Raft: The Understandable Consensus Algorithm
We just talked about the CAP theorem. Specifically, how sometimes you have to be CP (Consistent, Partition-tolerant). But being CP is hard. It means when things go sideways, you might have to stop and wait.
Waiting for what? Waiting for everyone to agree on what happened. That’s Consensus.
Getting nodes in a distributed system to agree on a single value or state is incredibly tricky. You saw the Two Generals Problem back on Jan 13th – a fundamental impossibility with unreliable networks.
So, how do systems like etcd, CockroachDB, or even Kubernetes (for its control plane) manage to agree on things like cluster state or leadership? They use consensus algorithms. And the most popular, most understandable one is Raft.
What is Consensus, Really?#
At its heart, consensus is about getting a group of servers to agree on a sequence of operations (a replicated log). If all servers reliably apply the same sequence of operations, they will all end up in the same state. Simple, right? Except when servers fail, messages get lost, or the network splits.
Raft breaks this problem down into three sub-problems:
- Leader Election: How do you pick one server to be in charge?
- Log Replication: How does the leader get the rest of the servers to catch up?
- Safety: How do you guarantee correctness even when things fail?
Leader Election: Finding the Boss#
Raft uses a timer-based approach. Every server is in one of three states:
- Follower: The default. Listens to the Leader. If it doesn’t hear from the Leader for a while (timeout), it gets suspicious.
- Candidate: When a Follower’s timer expires, it becomes a Candidate. It increments its “term” (think of it as a version number), votes for itself, and sends “RequestVote” RPCs to other servers.
- Leader: If a Candidate receives votes from a majority of servers, it becomes the Leader. It then starts sending “AppendEntries” RPCs (heartbeats) to all Followers to maintain its authority.
If a Candidate times out waiting for votes, it reverts to Follower and starts a new election. If it receives an AppendEntries RPC from a new Leader, it reverts to Follower.
If a Follower doesn’t get heartbeats, it becomes a Candidate. If it gets votes from a majority, it wins and becomes the Leader.
Log Replication: Keeping Everyone Synced#
Once you have a leader, the hard work begins: replicating the state machine log.
- Client Sends Command: The client sends a command (e.g., “Set Key X to Value Y”) to the Leader.
- Leader Appends to Log: The Leader appends the command as a new entry in its own log.
- Leader Sends AppendEntries: The Leader sends this new entry (along with previous entries for consistency checks) to each Follower via an AppendEntries RPC.
- Followers Acknowledge: Followers append the entry to their logs and reply to the Leader.
- Leader Commits: Once a majority of Followers have acknowledged the entry, the Leader “commits” it.
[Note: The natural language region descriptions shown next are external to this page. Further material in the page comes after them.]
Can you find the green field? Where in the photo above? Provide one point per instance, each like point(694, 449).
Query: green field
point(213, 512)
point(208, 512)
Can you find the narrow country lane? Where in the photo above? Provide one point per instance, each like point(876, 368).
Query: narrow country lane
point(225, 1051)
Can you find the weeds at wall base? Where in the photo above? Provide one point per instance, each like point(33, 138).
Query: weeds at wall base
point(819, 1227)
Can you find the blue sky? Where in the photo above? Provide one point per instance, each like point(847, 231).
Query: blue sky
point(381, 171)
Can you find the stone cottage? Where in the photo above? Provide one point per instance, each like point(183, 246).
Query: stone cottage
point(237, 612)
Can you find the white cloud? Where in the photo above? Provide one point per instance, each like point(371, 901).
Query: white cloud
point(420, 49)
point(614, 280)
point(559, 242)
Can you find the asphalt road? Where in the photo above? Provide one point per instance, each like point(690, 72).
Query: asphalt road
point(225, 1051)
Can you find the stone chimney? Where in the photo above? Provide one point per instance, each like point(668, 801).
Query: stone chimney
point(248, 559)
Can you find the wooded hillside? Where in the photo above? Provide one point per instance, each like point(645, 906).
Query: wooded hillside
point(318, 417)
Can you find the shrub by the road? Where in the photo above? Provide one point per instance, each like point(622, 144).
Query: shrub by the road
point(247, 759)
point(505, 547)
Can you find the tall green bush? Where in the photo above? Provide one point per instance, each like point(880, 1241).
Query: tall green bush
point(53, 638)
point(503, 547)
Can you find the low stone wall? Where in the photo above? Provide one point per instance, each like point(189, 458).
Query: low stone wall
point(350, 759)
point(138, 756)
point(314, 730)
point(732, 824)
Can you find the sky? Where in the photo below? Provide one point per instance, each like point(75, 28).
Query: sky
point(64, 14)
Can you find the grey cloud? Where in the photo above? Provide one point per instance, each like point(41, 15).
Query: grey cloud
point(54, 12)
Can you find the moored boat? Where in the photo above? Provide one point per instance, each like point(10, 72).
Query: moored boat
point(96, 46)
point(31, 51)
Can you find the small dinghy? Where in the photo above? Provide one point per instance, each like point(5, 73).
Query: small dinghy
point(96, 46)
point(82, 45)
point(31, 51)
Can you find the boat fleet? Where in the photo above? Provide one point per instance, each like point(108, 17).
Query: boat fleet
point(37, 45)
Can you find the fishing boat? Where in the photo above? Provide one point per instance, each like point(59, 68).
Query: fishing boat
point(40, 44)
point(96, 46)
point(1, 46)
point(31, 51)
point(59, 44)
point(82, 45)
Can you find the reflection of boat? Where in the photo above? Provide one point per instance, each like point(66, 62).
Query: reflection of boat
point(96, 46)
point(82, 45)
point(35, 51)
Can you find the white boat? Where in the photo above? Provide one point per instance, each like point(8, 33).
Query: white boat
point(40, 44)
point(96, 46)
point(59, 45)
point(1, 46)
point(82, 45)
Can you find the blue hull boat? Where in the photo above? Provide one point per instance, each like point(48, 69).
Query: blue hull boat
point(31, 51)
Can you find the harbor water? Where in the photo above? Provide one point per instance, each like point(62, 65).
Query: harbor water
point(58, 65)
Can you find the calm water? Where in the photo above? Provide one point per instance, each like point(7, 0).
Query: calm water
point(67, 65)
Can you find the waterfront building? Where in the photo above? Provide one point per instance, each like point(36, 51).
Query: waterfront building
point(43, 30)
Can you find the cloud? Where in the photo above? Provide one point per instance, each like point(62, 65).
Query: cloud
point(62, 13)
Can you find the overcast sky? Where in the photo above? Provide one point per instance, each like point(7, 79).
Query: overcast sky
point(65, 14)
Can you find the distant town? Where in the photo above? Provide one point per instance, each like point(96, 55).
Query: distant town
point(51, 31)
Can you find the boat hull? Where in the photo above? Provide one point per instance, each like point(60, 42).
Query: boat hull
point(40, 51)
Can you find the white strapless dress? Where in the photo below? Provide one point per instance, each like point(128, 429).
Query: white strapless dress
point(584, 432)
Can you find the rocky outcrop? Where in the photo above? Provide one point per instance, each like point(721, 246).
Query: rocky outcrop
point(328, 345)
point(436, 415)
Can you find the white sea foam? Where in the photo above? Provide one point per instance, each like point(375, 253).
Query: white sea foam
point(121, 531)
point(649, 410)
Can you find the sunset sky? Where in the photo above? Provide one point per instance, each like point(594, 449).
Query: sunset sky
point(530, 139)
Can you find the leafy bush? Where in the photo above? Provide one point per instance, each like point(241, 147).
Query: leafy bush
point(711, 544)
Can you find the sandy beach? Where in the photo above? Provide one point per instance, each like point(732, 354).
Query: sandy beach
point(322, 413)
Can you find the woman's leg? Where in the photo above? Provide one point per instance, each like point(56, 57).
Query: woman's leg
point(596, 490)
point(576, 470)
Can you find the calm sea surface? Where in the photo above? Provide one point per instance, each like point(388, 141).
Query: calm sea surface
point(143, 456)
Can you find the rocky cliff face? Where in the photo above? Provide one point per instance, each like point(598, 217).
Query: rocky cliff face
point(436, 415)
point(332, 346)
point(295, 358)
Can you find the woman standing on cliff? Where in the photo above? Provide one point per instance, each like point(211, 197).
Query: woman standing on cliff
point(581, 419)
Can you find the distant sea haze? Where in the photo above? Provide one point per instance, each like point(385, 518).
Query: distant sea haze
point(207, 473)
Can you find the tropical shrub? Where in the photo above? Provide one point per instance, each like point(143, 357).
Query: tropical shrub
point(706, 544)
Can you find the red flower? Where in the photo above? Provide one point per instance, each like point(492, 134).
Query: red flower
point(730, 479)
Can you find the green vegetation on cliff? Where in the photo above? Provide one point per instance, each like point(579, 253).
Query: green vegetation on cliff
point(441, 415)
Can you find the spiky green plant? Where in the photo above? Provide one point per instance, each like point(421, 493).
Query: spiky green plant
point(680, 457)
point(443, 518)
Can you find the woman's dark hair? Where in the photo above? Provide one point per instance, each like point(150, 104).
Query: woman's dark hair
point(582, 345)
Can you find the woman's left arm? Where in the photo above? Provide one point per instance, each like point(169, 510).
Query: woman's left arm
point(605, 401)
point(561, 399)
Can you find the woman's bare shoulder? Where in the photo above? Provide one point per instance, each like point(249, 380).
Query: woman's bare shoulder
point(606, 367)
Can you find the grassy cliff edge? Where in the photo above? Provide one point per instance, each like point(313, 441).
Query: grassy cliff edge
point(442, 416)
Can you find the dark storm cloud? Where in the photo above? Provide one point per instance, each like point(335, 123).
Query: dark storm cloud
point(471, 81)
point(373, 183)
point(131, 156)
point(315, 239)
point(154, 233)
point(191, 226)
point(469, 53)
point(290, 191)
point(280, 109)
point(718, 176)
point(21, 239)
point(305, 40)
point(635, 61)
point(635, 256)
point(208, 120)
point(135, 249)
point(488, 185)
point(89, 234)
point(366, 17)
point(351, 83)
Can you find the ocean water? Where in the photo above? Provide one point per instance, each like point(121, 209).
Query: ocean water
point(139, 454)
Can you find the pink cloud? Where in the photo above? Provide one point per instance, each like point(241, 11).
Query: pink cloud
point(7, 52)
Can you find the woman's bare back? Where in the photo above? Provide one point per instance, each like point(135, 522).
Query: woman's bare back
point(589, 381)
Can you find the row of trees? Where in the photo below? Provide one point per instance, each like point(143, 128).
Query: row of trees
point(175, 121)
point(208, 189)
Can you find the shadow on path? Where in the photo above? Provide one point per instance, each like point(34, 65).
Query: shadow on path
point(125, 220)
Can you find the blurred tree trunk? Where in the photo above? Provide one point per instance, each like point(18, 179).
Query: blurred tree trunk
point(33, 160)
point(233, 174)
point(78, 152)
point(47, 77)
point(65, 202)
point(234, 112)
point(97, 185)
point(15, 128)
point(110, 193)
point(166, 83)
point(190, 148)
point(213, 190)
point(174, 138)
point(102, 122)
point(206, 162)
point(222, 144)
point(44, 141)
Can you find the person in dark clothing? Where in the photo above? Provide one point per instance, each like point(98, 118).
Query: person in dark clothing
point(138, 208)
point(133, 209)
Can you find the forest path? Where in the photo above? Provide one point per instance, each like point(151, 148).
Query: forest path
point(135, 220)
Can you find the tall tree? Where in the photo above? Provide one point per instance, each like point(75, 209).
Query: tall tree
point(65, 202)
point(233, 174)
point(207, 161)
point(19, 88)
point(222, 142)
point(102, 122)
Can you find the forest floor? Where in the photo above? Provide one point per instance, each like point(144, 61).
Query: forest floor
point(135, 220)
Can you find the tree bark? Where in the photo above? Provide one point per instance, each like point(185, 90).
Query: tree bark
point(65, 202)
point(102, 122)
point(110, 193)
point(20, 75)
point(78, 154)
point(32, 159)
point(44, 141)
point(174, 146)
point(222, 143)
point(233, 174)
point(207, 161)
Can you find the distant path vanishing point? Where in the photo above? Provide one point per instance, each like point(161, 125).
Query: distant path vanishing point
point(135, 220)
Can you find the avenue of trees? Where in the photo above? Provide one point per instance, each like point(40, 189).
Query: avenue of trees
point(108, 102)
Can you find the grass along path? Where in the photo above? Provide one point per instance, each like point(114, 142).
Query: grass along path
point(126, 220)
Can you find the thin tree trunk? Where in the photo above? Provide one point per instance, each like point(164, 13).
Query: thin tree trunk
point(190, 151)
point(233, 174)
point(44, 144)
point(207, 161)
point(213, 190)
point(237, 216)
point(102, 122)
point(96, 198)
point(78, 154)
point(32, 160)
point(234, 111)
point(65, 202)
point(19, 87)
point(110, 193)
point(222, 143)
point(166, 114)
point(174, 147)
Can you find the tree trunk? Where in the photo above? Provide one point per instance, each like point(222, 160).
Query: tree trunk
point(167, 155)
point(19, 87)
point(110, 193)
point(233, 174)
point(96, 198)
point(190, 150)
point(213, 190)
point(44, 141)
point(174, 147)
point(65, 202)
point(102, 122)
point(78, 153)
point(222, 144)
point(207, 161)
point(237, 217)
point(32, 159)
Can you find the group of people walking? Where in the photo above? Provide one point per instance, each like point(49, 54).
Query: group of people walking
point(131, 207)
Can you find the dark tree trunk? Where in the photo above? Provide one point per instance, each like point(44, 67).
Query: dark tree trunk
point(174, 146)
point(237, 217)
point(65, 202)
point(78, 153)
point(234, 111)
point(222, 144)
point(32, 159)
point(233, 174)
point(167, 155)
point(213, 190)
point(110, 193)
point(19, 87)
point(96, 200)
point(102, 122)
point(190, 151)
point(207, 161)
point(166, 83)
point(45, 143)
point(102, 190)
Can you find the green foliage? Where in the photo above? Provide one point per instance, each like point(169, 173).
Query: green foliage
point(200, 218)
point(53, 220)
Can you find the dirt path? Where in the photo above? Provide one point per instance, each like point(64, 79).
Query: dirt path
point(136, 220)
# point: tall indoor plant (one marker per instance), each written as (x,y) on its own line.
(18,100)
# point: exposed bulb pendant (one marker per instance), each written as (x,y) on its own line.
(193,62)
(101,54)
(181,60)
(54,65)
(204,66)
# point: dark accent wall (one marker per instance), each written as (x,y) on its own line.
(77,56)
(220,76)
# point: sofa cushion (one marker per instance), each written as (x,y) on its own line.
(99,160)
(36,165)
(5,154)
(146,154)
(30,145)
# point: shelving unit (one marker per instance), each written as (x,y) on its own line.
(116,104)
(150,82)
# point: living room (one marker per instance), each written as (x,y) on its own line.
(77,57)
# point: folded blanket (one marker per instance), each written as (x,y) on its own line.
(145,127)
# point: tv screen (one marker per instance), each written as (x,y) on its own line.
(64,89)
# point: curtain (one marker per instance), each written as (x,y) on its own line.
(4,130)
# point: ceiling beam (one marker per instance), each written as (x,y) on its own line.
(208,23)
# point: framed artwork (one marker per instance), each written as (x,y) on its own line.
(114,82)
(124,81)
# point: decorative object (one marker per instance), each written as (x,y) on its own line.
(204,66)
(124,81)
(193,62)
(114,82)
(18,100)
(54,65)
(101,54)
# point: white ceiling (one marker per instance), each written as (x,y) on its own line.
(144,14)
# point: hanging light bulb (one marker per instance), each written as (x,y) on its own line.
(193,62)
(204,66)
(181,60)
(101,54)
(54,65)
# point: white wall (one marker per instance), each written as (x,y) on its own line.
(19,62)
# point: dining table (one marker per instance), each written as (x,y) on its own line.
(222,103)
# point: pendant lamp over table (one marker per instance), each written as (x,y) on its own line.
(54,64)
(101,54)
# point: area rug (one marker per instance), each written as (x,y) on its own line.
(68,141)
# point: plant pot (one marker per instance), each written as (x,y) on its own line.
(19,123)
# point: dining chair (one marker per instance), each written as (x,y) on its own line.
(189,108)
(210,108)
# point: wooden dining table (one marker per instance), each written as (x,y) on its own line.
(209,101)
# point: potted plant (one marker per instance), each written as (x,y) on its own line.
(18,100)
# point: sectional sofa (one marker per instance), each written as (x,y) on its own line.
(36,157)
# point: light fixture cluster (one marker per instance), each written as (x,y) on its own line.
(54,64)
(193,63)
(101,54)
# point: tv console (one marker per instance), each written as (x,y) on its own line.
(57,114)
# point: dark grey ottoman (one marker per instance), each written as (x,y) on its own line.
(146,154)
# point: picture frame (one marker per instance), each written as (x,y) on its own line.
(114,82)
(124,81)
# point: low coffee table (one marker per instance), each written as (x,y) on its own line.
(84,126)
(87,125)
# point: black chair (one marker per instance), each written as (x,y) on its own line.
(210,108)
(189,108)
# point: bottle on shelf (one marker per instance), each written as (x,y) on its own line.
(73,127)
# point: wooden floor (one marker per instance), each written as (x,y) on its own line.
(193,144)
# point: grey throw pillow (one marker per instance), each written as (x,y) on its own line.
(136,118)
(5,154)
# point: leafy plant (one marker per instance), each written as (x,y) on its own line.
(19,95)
This means the Leader guarantees that entry will be persisted and eventually applied by all healthy servers.
- Leader Applies Command: The Leader applies the command to its state machine and responds to the client.
- Followers Apply: Followers also apply committed entries to their state machines.
Crucially, if a Follower is behind, the Leader will keep sending it entries until it catches up. If a Follower has a different log, the Leader will backtrack it by forcing it to delete conflicting entries and resync.
Safety Guarantees#
Raft provides several safety properties:
- Election Safety: Only one leader can be elected in a given term.
- Leader Append-Only: A Leader only appends to its log; it never overwrites or deletes entries.
- Log Matching: If two logs contain an entry with the same index and term, then the logs are identical in all preceding entries.
These rules ensure that the system remains consistent and doesn’t diverge.
What I’m Learning#
I used to think consensus was pure magic. How do you get everyone to agree when the network is trying its best to tear you apart?
Raft’s brilliance is in its simplicity (relative to Paxos, anyway). It breaks down the problem into understandable parts: get a leader, then replicate the log. The rules for each part are explicit.
The trade-off, as we saw with the CAP theorem, is that in a partition, the CP nature of Raft means part of the system will likely become Unavailable to maintain that precious consistency. The leader might step down, or new writes might be blocked until the network heals. That’s the price of guaranteed correctness.
It’s a cornerstone for building reliable distributed systems that need to stay in sync.
What distributed systems do you use daily that rely on consensus?